Posted November 11, 2019


Like Steve Martin and John Candy in Planes, Trains & Automobiles, the coding journey to add my functioning PHP app to Heroku made me wonder if I'd ever reach my destination.

Encouraged by all the PHP jobs I see posted, I read up on the language and discovered it's pretty easy to learn and in no danger of dying off anytime soon. So I found a tutorial, built a CRUD app with a remote database, learned a ton, and decided to add the app to my digital portfolio. I knew I could host my low-traffic database-driven app free on Heroku, but I also knew I'd have to tweak it to work remotely. I researched my options and decided a JawsDB add-on was the best tool for the tweaking and proceded accordingly.

The first important tip I learned about moving a PHP app to Heroku is that I needed to install the Composer package manager to create my composer.json file. This file delineates the programs used to create the app, some of which are called dependencies. As the name implies, the app is dependent on certain programs to run, and Composer manages the process of making them available in the server environment, i.e. Heroku. With my JawsDB add-on in place and my composer.json file accurately listing my dependencies, I figured I was headed the right direction.

Researching how to work with PHP and MySQL in Heroku wasn't full of hilarious road trip hijinks, but it did have a few light bulb moments. For instance, I realized that while my previous databases were stored on my computer, my current database was already remote. So maybe all this add-on, .json file stuff was a dead end. But the app stopped working once I pushed it to the Heroku environment, so something still needed tweaking. I kept researching. YouTube videos ... Stack Overflow threads ... Composer documentation ... I was determined to reach my destination, which in my case was a remotely hosted, fully functioning database-driven PHP app.

If you've ever endured a lengthy flight layover, a full-blown cancellation, unexpected rerouting or a hellish combination of the three, you empathize with Martin and Candy freezing in the back of a pickup on the outskirts of Wichita instead of safely snug-as-a-bug at home in Chicago. After 10 to 12 hours of trying new solutions, uploading revisions, and checking my still-broken app, I felt their pain too. I knew I was close to a breakthrough. But like those last hundred miles they spend in the doorless car that eventually catches fire, I still had a ways to go.

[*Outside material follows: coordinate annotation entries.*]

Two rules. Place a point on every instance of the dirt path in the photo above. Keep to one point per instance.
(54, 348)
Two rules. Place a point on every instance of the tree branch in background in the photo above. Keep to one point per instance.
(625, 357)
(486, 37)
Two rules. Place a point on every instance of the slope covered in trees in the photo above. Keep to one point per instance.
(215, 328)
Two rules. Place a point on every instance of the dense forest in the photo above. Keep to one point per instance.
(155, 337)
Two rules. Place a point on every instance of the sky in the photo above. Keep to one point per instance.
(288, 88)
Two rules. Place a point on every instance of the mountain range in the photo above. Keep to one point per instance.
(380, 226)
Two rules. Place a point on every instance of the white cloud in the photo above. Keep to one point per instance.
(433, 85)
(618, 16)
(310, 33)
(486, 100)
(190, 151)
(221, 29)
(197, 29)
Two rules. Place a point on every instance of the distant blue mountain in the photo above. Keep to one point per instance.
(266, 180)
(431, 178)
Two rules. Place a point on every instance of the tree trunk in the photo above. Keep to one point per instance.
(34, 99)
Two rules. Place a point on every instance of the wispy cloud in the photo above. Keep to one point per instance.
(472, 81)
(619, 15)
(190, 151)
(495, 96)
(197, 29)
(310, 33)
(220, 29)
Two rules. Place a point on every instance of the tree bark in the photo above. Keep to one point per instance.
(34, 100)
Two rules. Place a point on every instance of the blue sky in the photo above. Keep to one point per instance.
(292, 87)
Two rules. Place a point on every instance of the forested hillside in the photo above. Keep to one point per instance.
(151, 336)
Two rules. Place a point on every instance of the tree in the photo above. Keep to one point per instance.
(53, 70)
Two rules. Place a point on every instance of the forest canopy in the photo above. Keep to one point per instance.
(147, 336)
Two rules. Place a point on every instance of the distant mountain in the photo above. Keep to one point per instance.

I left my app alone for a few days and pondered moving on. After all, my original goal was to create a working PHP app, and I'd done that. But if I could only demo it in my local environment, it felt like a half-baked success. Then, on my birthday, my coding mentor son-in-law stopped by. I described my problem, showed him my files, and asked his opinion. He agreed I was really close.

The step I missed was importing my already remote (and already exported) database into the new one I'd created in Heroku with JawsDB. A quick schema setup in MySQL Pro followed by an equally quick database import, and voila! I uncommented the JawsDB settings in my db_connect.php file to make them available, pushed the updated files to Heroku for what seemed like the millionth time, and my PHP app was working. Thanks to Rowan's helpful tip I was home — in time for Thanksgiving and everything!

I realize there are more roadblocks, detours, and reroutes on the dev road ahead of me. But my knowledge base grows every time I successfully navigate the hazards to reach my destination. I'm not there yet, but I see a day in the not-so-distant-future where I'm the one who says, "Yeah, just drop in that variable to replace localhost with your server and you're good to go." That'll definitely be one for the scrapbook.